Lessons for your firm
What can you learn from Walmart’s 17-year battle with Amazon? Be true to your infrastructure and your most historically profitable customers. Don’t try to sell online to the world because Amazon’s infrastructure wins. Ask your most profitable customers in your most profitable niches how you can digitally enhance their total buying needs and then do it.
Lastly, measure and fix the profit cross-subsidies among your customers and SKUs before Amazon steals your best customers and your best SKUs. To do this, you should master cloud service line-item profit analytics. Email me for more information.
Meanwhile, think about these questions for your own business.
1) What does “be true to your infrastructure” mean?
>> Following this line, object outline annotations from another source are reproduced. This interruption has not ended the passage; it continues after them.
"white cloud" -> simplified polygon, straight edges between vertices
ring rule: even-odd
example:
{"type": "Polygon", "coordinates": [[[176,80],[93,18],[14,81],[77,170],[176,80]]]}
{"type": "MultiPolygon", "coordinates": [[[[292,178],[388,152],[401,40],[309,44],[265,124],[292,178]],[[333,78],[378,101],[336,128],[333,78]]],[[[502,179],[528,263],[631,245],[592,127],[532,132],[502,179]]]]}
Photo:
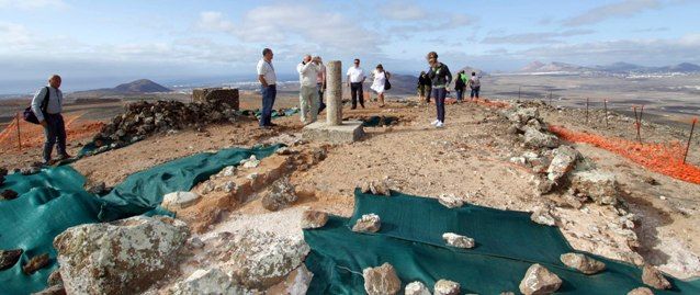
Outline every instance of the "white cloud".
{"type": "Polygon", "coordinates": [[[428,15],[424,9],[406,1],[391,1],[380,7],[380,12],[394,21],[419,21],[428,15]]]}
{"type": "Polygon", "coordinates": [[[561,43],[562,38],[592,34],[591,30],[567,30],[563,32],[520,33],[508,35],[489,35],[482,41],[484,44],[552,44],[561,43]]]}
{"type": "Polygon", "coordinates": [[[0,0],[0,9],[33,10],[67,7],[63,0],[0,0]]]}
{"type": "Polygon", "coordinates": [[[582,14],[566,19],[564,25],[579,26],[595,24],[619,16],[631,16],[647,10],[658,9],[664,2],[659,0],[624,0],[617,3],[597,7],[582,14]]]}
If you have a distribution center in a part of town with little drive-by traffic, then it isn’t a Fastenal or Grainger “wholetail” location on a four-lane commercial highway or retail space at the mall. What can your center do and not do vs. Amazon’s? Ditto with your website vs. Amazon’s? And, do you want to keep any outside sales reps? Then, what are the best customers, best products and new ways to sell that only you can do best?
2) Can you create “easy-order forms” under a customer’s login on your website that allows customers to most easily eyeball their onsite replenishment needs and reorder? Vending machines connected to the internet can even automate the easy-order entry.